企業選定の基本は、「本当のコミュニケーションをして内定を得る企業」を選ぶこと
企業訪問の目的には、企業選定と内定の二つがあります。
二つの処理を同時に行なっていく、すなわち「企業を選びながら、内定を得る」のは、そう簡単ではありません。
企業選定行動を重視して本当のコミュニケーションをすると、上位企業にはなかなか受かりません。
逆に内定行動を優先すると、いい就職を外してしまいます。
それでは、どのように行動すればいいのでしょうか。
結論から言いますと、
企業選定の基本は、「本当のコミュニケーションをして内定を得る企業」を選ぶこと
です。
いい就職ができる企業かどうかを知るためには本音で話すことが不可欠で、本音で話せるためには、まず、本音で話せるランクの企業を選定することです。
ウソや誇張が入ってしまうのは、自分より数段上のランクの企業を受験しているからです。
学生と企業のランクが明らかに違えば、どうしても
「私はすごい人間です! 何でもやります! 入社させてください!」
という、ゆがんだ関係になります。
就職戦線は、学生にしろ企業にしろトップ偏重であり、一般的に言われている就職戦線とは「トップ(上位)戦線」のことです。
基本的に、就職戦線には上位企業の情報しかありません。
その結果、下位レベルの学生でも、日本を代表するような上位企業に入れるかのような錯覚を起こしてしまいます。

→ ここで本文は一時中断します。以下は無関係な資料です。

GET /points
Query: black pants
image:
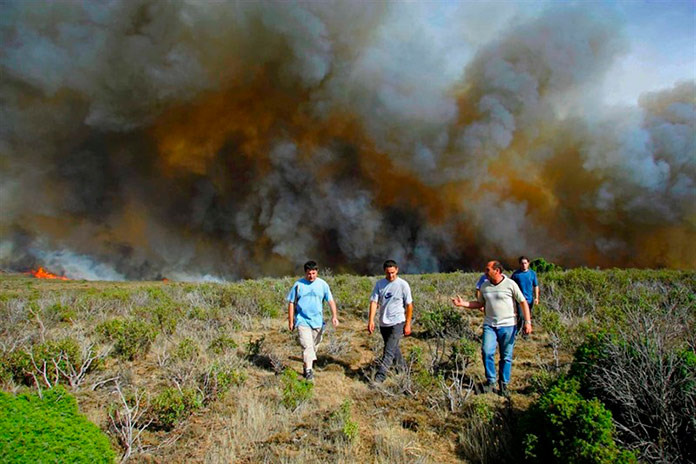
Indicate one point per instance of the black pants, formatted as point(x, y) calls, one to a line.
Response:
point(392, 354)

また、錯覚を起こさせるような情報があまりにも多すぎます。
ほとんどの学生が、数少ない上位企業に集中してしまえば、就職戦線が異常なほど過熱しても無理はありません。
端的に言って、トップ企業にいい就職ができる人は、その企業と同ランクの人が中心です。
批判を恐れずに言えば、トップ企業にいい就職ができるのは、スーパーマン学生(超々難関大学の学生など)であることが多いのです。
なぜなら、彼らは、トップ企業でも対等の関係で話ができることが多いからです。
例えば、東大生が宣伝部門で働いてみたいと言えば、たとえトップ企業であっても、それに応じる具体的な回答があるでしょう。
労働条件などもきちんと説明されるはずです。
学生と企業が同ランクなら、
「どこでもかまいません! 何でもやります。給料は、いりませんッ!」
などと言う必要はありません。
つまり、トップ企業と本当のコミュニケーションができる学生は、トップ企業と対等の関係の学生であり、
そうでない人が上位の企業を受けても、いい就職の実現は難しいのです。
よく就職情報誌などで「学生と企業とは対等の関係であり、媚びる必要はないしなどと記載されていますが、それはあくまでも「対等の関係の企業を受ければ、対等だ」ということであり、
どの企業を受けても対等の関係で振る舞うことが無理であることは、実際に動いてみれば誰でも分かることだと思います。
何度も言っているように、就職は大学入試とは異なり、ただ上位の企業に入ればいい、というものではありません。
いい就職をするためには、自分と同ランク、すなわち、本当の仕事内容や身分を、人事担当者と対等な関係で話せる企業を受験することです。